DEATH CERTIFICATE

BRENDA JOYCE HOWARD

Date:  05 July 1953
Cert:  15054 
Place of Death: County: Knott      City or Town: Lackey
Length of stay (in this place): 02 days
Name of Hospital or Institution:  Stumbo Memorial Hosp.
Usual Residence of Deceased: State: Indiana  County: Starke
City or Town:  North Judson   If rural give location: (blank)
Full Name:  Brenda Joyce HOWARD 
Date of Death:  05 July 1953 
Sex, Color/Race, Marital Status: Female, White, Never Married
Date of Birth:  25 April 1953
Age:  02 months, 10 days
Usual Occupation:  None
Kind of Industry or business: None
Birthplace:  Knox, Indiana 
Father's Name:  Calvin C. HOWARD 
Mother's Maiden Name:  Betty Lou SMITH 
Was deceased ever in armed forces: no
Social Security No.:  (blank)
Informant:  Calvin HOWARD 
Disease or condition directly leading to death: Strangulation
Interval between onset and death:  (blank)
Due to: Mucous & Swollen Membranes of Throat 
Date of Operation: (blank)
Major findings of operation: (blank)
Autopsy:  No
Accident, suicide, or homicide: (blank)
Place of injury: (blank)
City or Town, County, State: (blank)
Time of Injury: (blank)
Injury occurred at work: (blank)
How did injury occur: (blank)
I hereby certify that I saw the deceased at 8:00 a.m. on 05 July 1953, that I last saw the deceased alive on (blank), and that death occurred at 6:00 a.m., from the causes and on the date stated above.

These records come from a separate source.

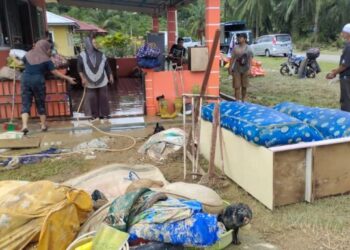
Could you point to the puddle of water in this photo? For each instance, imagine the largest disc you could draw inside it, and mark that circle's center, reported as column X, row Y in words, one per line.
column 125, row 98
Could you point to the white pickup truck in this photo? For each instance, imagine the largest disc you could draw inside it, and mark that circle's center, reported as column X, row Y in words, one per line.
column 188, row 42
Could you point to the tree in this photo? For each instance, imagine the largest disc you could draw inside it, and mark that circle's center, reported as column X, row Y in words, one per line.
column 196, row 20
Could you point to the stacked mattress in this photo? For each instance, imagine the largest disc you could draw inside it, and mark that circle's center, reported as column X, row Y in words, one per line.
column 286, row 123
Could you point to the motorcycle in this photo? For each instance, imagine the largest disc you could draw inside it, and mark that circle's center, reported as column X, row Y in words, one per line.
column 303, row 67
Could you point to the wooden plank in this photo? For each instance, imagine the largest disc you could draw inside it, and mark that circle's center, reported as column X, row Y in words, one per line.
column 248, row 165
column 26, row 142
column 214, row 132
column 331, row 174
column 308, row 175
column 289, row 177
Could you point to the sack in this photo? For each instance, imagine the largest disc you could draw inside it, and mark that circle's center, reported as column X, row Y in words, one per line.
column 8, row 73
column 59, row 61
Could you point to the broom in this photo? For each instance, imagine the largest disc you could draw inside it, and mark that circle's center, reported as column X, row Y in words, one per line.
column 11, row 126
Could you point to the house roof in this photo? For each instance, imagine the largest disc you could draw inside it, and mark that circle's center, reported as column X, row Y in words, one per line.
column 56, row 20
column 86, row 27
column 151, row 7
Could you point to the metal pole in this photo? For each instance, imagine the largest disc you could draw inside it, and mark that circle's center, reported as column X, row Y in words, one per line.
column 184, row 128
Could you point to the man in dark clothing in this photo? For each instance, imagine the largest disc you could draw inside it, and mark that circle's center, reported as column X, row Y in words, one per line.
column 344, row 71
column 177, row 52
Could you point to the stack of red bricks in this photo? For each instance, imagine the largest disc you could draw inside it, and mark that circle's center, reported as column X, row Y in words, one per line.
column 57, row 100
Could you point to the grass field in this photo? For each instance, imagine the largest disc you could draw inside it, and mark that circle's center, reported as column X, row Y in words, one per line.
column 275, row 88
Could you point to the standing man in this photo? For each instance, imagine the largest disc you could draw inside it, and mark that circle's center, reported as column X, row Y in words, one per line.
column 239, row 67
column 344, row 71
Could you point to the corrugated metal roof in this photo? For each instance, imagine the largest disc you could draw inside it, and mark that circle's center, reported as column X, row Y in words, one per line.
column 53, row 19
column 86, row 27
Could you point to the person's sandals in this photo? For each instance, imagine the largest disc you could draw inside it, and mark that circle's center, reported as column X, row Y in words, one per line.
column 92, row 120
column 25, row 131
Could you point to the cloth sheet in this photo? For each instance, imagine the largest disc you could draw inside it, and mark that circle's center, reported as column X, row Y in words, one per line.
column 175, row 221
column 331, row 123
column 262, row 125
column 160, row 145
column 42, row 213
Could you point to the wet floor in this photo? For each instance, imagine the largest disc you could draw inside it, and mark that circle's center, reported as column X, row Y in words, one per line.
column 126, row 98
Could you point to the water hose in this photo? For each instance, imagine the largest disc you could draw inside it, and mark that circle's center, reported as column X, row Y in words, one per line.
column 89, row 124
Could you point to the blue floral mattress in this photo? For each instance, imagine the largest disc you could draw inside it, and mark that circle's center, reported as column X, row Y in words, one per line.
column 331, row 123
column 262, row 125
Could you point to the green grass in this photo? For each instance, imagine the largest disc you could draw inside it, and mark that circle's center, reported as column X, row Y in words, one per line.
column 44, row 170
column 275, row 88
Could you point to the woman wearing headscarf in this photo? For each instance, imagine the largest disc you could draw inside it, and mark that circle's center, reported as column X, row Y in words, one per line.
column 95, row 73
column 37, row 63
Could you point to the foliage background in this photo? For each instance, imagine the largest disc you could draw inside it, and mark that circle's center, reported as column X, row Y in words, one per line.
column 311, row 22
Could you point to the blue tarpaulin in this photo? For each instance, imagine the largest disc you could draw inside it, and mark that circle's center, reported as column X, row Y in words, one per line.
column 197, row 229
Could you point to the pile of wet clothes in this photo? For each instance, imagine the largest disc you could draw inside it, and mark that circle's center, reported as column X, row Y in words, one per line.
column 154, row 220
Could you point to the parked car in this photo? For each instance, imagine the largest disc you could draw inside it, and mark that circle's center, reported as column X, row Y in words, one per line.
column 188, row 42
column 273, row 45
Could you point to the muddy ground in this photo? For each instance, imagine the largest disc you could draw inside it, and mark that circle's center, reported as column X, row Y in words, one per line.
column 324, row 224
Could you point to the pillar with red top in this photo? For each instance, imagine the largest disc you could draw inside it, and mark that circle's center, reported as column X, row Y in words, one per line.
column 172, row 25
column 212, row 23
column 155, row 22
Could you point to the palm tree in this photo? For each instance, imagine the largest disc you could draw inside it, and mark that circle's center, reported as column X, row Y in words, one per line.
column 196, row 19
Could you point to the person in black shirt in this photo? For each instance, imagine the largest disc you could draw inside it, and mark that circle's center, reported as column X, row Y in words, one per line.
column 344, row 71
column 177, row 53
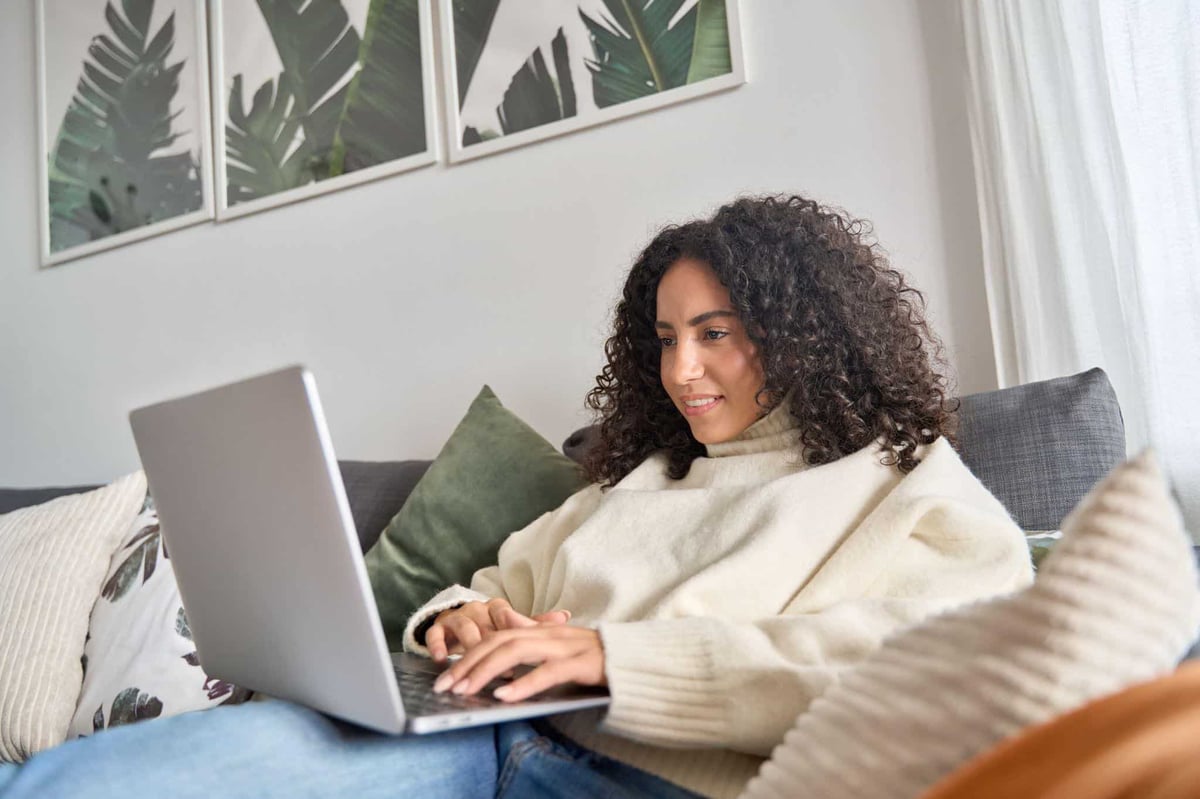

Date signed:  06 July 1953 
Address:  Hindman, Ky. 
Signature:  John N. Taul, Coroner 
Burial, Cremation or Removal:  Burial
Date:  06 July 1953 
Name of Cemetery or Crematory:  Family Cemetery
Location:  Garrett, Ky. 
Date received by local registrar:  06 July 1953
Registrar's Signature:  Rose B. Craft
Funeral director & address:  Charles L. Hornsby, Hindman, Ky.